I also learned to not be afraid to ask for help when you really need it. You don’t have to do it alone. If you want to go quickly, go alone. If you want to go far, go together. The people who truly care about you will make time for you. They will make you a priority. If they don’t, find new people to invite into your life. A strong support system is really important. I learned this when I was feeling really down about myself during the beginning stages of my weight loss journey. Some days, you really have to rely on yourself but it’s okay to reach out and ask someone for help. I’m really grateful for all my friends, families and followers who reached out to me during my down days. Sometimes you just gotta let it all out. It feels really good to let it all out there and have someone listen.
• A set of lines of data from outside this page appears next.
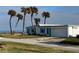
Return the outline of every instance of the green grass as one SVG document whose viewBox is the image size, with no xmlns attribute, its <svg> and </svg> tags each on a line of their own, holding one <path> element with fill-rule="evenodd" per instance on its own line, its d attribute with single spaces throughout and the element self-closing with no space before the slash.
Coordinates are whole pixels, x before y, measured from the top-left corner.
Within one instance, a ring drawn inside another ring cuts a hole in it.
<svg viewBox="0 0 79 59">
<path fill-rule="evenodd" d="M 40 38 L 40 37 L 45 37 L 45 36 L 38 36 L 38 35 L 21 35 L 21 34 L 0 34 L 0 37 L 4 38 L 15 38 L 15 39 L 21 39 L 21 38 Z"/>
<path fill-rule="evenodd" d="M 61 43 L 79 45 L 79 38 L 66 38 L 66 39 L 65 39 L 64 41 L 62 41 Z"/>
<path fill-rule="evenodd" d="M 1 48 L 2 47 L 2 48 Z M 14 42 L 1 42 L 0 53 L 67 53 L 72 52 L 62 48 L 42 47 L 32 44 L 22 44 Z"/>
</svg>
In the end, remember, this is YOUR life. Make it count. I had an awesome month ringing in the beginning of my 30s and I’m excited to see what the next decade will bring me. Looking back at my 20s, I regret nothing because they were all experiences that shaped me into where I am today. Without them, I wouldn’t learn to do or be better. And I can’t say I didn’t have a good time because a lot of great things did happen in those years, even if it wasn’t without struggle. But hey, you have to drown a little to learn to swim. Speaking of, maybe I’ll finally learn to swim in my 30s.